06.07.2014 – BasNews, Russia – Last month Viktor Militarev, Vice President of the National Strategy Institute writing for the pro-government newspaper Izvestiya called on Russia to strengthen relations with Kurds and Christians as natural allies against radical Islamic movements, despite Russia’s fears of a divided Iraq.
“The successes of our diplomacy in the Middle East, when we are managing to maintain friendly relations with Syria and Iran on the one hand and with Israel on the other, testify to this. But despite the successes of our diplomacy, it would be useful for us to expand the number of our allies in the Middle East. Meaning primarily Christians and Kurds,” he wrote. Militarev also mentioned democracy: “The armed Salafi rebellion in Iraq, which is a continuation of the same rebellion in Syria, reminded me of the words of an Iraqi friend of mine. My friend – a Barzani-ite Iraqi Kurd – told me at that time: ’You know, our Arab countrymen are considerably less capable than we Kurds, it seems, of a democratic transition.’
Militarve praised the democracy in Kurdistan under the authority of president Massoud Barzani. “It is flourishing under the authority of the Barzani-ite social democrats. But it is by no means only a question of economic growth and social justice in Iraqi Kurdistan. It is not even a question of fair democratic elections. Aside from all else, religious tolerance and political tolerance are predominant in free Kurdistan.”

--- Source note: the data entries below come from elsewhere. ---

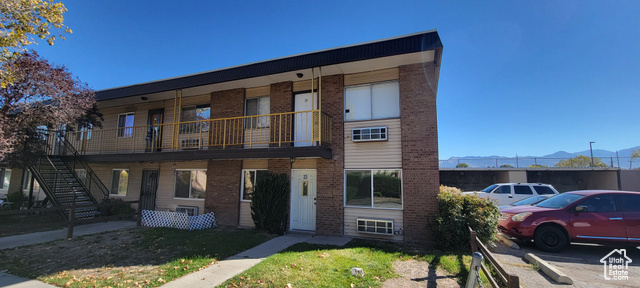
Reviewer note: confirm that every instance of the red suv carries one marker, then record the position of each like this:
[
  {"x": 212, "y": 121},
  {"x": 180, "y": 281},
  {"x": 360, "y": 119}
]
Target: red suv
[{"x": 581, "y": 216}]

The Russian journalist suggested that although Kurds are Sunni Muslim like Arabs, they do not suffer from the same religious fanaticism. “Religious minorities – the Yazidi Kurds, Assyrian Christians, Jews, and Armenians – on the other hand, enjoy the fullness of political rights. The Kurds are, further, proud that the Assyrians, they say, love to sing their songs in Kurdish.”
The writer suggests that while in the past Syria had problems with the Kurds, they now support the Syrian regime in conflict with the Salafi rebellion, and suggest the main enemies of Russia are Saudi Arabia, Pakistan, and Qatar that back the Salafi movement.
“The Kurds are a new dynamic power centre in the Middle East. They have long wanted to have close relations with Russia. But, unfortunately, we have not for many years responded with reciprocity. A fear of ’separatism’ can clearly be traced behind this coldness of Russian diplomacy towards the Kurds.”
He pointed out that Russia should better understand the national feelings of Armenia and the Kurds. “Today, when we have experienced the joy of the reunification of Russia and Crimea, we should have a far better understanding of the feelings of the Armenians wishing for the reunification of Armenia and Karabakh-Artsakh and the feelings of the Kurds wishing to acquire, finally, their own national state.” In a speech last Thursday in the Kremlin at the Inter-National Relations Council, Vladimir Putin, the Russian president said that national histories, cultures, and traditions should not be neglected, otherwise another Libya or Iraq will happen. ’The imposing of cliches, including cultural, educational and political, the neglect of history and traditions of certain nations – all this leads to grave consequences. And the examples of Iraq, the Iraqi Kurdistan, and Libya and several other countries are the best evidence,’ Putin said, reported Russian Interfax agency.